In the submissions by NADA, it was found that foreign coach Yuri Ogorodnik was responsible for giving the banned substance to the athletes.
“In fact the defense taken by the athletes is an admission of the facts that their coach had given them the nutritional supplement and that there were Prohibited Substances in the nutritional supplement, Ginseng Kinapi Pil being administered by the coach,” the NADA order read.
“It is the case of NADA that the admission of the athlete that they had taken supplement under the instructions of the coach does not absolve them of the legal obligations as enumerated in Article 2.1 and 2.1.1 & 2.1.2 of the Rules,” the order further stated.
Akkunji, who won a gold in 400m hurdles and 4x400m relay in the Asian Games, will not be able to participate in the London Olympics as she will have to serve ban period upto July 3, 2012 as she was handed provisional suspension on July 4 this year.
A top Athletics Federation of India official said that Olympic qualification period ends on July 2 and the last qualifying event is scheduled for June 29 and 30, 2012.
“The last qualifying event is on June 29 and 30 and qualification period ends on July 2. They also will need a reinstatement test after their ban period is over which under IAAF will have to be thrice,” the official told PTI.
But the banned women athletes have a slim chance of making it to London if their replacements manage to qualify for the Games as the final say on who represents India in the event rests with the AFI.
NADA Director General Rahul Bhatnagar said that under its rules, there will be only one reinstatement test.
“We will follow NADA rules and we will have only one test which can be done the next day after their ban period is over.

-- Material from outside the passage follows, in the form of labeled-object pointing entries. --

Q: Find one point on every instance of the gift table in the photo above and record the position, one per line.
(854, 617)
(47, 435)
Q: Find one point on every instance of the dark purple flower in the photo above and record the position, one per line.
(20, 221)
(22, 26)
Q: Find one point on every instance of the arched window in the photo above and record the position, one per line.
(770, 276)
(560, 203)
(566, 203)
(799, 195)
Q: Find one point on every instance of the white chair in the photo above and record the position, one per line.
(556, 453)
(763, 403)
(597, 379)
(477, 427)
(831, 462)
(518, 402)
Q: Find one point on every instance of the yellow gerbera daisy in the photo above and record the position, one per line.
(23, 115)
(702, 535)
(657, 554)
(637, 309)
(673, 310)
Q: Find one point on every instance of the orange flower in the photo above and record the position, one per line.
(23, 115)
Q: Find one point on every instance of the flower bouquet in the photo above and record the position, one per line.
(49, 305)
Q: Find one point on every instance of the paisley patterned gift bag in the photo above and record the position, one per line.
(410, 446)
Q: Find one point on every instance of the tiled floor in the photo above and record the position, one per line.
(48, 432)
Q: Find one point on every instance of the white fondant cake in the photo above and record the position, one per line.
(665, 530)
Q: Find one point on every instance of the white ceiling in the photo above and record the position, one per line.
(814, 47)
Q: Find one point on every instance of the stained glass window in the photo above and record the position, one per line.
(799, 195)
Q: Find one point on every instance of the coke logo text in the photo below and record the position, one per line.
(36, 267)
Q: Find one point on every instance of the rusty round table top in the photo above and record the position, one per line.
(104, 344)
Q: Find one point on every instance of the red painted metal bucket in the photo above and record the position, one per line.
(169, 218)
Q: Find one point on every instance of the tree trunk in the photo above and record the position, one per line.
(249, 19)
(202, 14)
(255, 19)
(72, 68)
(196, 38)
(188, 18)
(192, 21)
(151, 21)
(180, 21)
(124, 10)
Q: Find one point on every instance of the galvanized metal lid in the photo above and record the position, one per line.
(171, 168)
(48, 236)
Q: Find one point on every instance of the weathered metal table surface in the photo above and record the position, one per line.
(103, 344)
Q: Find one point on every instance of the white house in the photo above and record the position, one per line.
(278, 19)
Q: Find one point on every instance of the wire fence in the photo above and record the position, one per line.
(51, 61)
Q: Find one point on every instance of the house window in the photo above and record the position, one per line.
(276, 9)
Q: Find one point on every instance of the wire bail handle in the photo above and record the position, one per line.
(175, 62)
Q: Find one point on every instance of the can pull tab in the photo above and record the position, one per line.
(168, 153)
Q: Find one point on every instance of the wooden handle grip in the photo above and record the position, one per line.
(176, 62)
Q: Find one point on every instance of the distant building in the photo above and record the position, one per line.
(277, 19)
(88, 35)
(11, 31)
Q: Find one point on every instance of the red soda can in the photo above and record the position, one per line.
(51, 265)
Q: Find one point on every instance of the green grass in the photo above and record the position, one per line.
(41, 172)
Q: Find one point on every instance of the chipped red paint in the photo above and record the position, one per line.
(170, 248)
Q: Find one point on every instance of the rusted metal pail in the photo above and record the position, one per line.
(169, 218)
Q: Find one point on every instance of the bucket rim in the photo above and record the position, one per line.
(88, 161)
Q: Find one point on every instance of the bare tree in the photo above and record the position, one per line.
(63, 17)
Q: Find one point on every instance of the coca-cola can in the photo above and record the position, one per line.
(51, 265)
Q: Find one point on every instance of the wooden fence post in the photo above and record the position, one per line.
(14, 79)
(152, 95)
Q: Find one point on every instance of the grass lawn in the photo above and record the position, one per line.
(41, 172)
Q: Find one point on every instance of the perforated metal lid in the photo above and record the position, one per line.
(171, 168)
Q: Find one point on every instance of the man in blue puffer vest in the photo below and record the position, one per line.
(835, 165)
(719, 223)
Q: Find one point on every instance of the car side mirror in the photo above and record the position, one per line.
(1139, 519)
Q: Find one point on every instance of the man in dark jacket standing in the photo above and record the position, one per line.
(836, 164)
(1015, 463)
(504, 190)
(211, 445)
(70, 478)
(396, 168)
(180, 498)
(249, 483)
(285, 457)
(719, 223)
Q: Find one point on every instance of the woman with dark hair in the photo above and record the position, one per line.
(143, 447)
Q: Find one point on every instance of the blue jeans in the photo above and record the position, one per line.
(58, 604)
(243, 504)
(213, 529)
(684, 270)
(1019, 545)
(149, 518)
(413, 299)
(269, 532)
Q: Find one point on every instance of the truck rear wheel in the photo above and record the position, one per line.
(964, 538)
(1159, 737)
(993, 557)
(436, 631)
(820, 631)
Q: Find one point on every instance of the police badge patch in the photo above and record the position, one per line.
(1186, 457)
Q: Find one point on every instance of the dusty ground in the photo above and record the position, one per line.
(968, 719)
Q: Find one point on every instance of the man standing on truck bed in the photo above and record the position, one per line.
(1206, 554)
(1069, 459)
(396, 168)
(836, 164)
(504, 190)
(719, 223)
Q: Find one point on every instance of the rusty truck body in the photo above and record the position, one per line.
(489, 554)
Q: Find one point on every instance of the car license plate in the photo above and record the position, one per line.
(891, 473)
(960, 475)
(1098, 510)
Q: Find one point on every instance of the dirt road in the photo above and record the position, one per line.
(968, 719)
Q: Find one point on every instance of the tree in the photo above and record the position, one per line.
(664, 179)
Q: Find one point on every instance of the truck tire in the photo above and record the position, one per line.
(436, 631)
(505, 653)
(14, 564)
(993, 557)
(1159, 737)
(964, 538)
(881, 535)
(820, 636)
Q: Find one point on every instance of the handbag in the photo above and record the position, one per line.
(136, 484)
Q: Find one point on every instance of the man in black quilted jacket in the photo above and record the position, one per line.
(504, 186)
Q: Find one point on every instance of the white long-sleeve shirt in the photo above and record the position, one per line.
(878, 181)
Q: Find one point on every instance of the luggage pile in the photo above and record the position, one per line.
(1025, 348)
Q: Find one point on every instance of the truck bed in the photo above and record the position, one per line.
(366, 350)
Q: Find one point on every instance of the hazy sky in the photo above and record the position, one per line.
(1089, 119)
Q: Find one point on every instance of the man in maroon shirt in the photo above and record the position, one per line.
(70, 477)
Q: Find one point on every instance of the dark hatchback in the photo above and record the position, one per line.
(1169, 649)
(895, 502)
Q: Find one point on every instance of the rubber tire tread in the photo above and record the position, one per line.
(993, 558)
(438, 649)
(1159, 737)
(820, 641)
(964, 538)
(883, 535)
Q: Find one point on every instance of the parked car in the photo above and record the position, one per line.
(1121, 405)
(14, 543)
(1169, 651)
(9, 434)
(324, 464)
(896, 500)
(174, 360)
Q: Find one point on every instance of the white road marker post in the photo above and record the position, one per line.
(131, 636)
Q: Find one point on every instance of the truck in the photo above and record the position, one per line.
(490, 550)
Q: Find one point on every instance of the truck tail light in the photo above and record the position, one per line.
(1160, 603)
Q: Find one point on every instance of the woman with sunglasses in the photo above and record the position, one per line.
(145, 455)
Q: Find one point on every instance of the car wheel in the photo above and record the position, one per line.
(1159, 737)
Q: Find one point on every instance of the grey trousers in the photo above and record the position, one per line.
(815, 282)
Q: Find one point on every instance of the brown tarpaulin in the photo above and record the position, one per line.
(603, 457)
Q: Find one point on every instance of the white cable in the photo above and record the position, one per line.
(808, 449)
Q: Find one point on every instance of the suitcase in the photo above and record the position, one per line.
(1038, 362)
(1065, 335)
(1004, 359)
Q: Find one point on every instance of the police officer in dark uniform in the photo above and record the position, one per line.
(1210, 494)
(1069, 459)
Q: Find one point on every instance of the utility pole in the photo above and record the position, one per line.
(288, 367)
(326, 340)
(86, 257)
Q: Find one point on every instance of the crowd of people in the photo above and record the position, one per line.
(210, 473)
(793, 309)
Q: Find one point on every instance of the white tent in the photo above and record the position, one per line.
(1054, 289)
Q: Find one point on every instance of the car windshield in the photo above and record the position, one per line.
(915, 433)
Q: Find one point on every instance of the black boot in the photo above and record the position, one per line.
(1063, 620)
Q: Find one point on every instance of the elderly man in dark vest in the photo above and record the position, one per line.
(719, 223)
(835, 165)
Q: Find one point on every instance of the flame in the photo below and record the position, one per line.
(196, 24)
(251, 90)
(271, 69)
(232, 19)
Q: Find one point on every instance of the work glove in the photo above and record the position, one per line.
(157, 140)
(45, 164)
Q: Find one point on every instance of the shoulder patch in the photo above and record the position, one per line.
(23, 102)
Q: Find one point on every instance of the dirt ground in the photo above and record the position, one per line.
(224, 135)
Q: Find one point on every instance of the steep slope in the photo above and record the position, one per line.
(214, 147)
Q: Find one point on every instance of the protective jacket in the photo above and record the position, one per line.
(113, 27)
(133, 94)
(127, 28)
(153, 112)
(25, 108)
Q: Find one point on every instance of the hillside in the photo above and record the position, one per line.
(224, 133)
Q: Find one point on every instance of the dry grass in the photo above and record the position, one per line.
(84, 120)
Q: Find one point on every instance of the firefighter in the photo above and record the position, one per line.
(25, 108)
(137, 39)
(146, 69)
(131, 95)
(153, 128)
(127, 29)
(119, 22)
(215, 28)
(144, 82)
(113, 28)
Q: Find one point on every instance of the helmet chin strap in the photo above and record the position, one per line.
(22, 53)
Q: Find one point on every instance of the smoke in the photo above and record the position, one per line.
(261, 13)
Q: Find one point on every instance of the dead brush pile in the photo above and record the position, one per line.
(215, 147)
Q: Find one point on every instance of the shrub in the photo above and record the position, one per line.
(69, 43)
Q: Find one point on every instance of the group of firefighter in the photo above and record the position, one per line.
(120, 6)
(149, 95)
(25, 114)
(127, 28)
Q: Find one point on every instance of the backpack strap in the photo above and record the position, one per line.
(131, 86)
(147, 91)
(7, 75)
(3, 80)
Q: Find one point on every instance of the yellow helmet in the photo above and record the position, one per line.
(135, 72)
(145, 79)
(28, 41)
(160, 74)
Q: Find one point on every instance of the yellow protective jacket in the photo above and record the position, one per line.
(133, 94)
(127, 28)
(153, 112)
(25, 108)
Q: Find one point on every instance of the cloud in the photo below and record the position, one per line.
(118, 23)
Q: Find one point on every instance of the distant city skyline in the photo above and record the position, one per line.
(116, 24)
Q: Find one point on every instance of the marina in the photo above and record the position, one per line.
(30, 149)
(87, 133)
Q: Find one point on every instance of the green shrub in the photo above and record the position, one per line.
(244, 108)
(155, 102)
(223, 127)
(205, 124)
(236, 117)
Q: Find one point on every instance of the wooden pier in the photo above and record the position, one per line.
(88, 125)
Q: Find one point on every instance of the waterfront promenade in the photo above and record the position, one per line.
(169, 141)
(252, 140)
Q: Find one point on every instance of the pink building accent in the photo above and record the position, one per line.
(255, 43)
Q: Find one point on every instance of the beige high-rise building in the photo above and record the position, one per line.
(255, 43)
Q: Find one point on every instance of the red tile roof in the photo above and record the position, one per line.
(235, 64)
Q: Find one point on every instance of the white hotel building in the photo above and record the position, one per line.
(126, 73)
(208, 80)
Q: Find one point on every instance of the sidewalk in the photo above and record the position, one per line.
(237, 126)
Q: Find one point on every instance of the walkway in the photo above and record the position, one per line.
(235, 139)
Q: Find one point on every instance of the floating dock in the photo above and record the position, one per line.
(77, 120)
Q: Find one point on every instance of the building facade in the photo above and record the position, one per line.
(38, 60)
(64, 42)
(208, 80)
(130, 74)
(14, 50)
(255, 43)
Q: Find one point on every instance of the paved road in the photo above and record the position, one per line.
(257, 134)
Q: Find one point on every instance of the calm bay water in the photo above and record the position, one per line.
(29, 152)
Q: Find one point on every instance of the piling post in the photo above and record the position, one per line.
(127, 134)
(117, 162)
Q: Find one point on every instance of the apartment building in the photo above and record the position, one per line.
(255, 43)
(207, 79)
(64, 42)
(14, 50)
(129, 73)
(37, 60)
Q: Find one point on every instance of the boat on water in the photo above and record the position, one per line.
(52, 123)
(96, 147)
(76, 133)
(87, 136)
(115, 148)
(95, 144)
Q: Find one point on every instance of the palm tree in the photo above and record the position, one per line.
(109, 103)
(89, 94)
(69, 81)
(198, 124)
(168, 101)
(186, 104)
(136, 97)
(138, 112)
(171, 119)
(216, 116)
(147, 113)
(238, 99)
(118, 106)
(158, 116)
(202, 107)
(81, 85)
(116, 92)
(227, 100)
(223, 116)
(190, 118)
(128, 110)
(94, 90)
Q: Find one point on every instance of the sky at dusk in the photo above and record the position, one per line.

The results should come within 48 hours,” he said.
Mandeep, one of the members of the women's 4x400m relay quartet who won gold in Asian Games, was provisionally suspended on June 23 along with Murmu.
Jose, also a member of the quartet, and Mary Tiana Thomas were suspended on June 30. Priyanka Pawar was suspended along with Akkunji on July 4.
Meanwhile, the representative of the athletes, Anish Dayal, hailed the decision of the disciplinary committee, saying the stand vindicates their position.
“This reasoning by the disciplinary panel is pretty much in our favour. We are very happy prima facie. This order is definitely a vindication of the stand, which the girls were taking all through, that they were not at the fault,” Dayal said.
He added that the NADA panel had confirmed that the athletes did not commit any intentional violation.
“The anti-doping disciplinary panel has found that period of ineligibility stands reduced because athletes have been found to have no significant fault or negligence,” he revealed.
“The panel also found that contamination in their body was as a result of the pills given by the coach and those pills were found contaminated by the tests which were carried out by the NDTL (National Doping Test Laboratory),” he added.
Dayal said that since the athletes had to work at the behest of the SAI appointed coach they were not in a position to prevent themselves.
“As the coach was appointed by the SAI, athletes have no significant fault and they could not have prevented themselves from taking the pills.
“So under the NADA rules they have reduced the ineligibility period to one year starting from the date of the order but they have also given the benefit of the period of the provisional suspension. So for each girl it is largely from June-July 2011 till date. It means that they get six months of additional sentence,” Dayal informed.